In the past, the show has humorously examined lifestyle issues in the gay community and has, in its own absurd way, encouraged people to come out without fear of being ostracized. In a 2010 interview with Greg in Hollywood, actor and executive producer Rob McElhenney talked about his experience being raised in a gay household and how it influenced his worldview:

“I happen to be pro gay marriage. I was raised partly by two gay mothers who have a domestic partnership in New Jersey. It’s not really the type of show that lends itself  to making political statements besides this is something that we should be talking about, that on both sides of the issue are human beings and that the less we treat each other as human beings, the harder it is going to be to find resolution. Ultimately what we feel very strongly about is opening up the conversation.”

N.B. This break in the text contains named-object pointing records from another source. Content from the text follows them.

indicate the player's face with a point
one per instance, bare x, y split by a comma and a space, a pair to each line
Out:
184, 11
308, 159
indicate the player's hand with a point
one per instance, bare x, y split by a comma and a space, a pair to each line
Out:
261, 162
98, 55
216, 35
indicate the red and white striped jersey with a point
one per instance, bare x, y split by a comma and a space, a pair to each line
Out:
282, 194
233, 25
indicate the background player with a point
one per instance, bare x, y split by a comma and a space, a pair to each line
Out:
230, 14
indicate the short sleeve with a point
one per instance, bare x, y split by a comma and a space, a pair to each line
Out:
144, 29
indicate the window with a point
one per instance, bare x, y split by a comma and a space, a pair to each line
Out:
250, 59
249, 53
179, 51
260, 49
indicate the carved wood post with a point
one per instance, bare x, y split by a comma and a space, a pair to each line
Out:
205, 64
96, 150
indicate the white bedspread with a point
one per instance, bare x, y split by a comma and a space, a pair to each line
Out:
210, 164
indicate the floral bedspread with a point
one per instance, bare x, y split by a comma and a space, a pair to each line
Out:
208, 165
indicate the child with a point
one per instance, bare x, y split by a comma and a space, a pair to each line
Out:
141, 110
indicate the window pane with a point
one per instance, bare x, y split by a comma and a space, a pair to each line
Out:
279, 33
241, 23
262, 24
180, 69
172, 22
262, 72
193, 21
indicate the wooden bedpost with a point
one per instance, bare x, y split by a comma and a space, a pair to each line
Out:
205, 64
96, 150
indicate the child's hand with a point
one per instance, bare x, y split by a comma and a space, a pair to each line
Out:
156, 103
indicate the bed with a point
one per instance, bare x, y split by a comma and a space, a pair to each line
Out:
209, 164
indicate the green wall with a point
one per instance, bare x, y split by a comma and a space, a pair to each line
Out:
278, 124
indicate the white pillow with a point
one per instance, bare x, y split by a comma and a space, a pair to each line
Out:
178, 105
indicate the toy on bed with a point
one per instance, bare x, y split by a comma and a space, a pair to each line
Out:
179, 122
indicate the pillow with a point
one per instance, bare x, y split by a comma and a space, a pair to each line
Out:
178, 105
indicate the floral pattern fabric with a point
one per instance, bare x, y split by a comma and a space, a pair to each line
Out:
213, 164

Last month, McElhenney reached out to Aniyah Wolf, the Harrisburg high school student who was kicked out of her prom for wearing a suit, to invite her onto an episode of "It's Always Sunny in Philadelphia."

Forty-nine people were killed and 53 were wounded in Sunday's nightclub shooting, including 18-year-old Philadelphia native Akyra Murray, a former basketball star who was set to attend Mercyhurst College in Erie. Patience Carter, an intern at Philadelphia's FOX29, survived the shooting and is receiving treatment for a gunshot wound to the leg. 

LGBTQ communities in Philadelphia and New Hope have planned a pair of vigils Monday night to honor all of the victims and reject the hatred that led to such a tragic display of violence.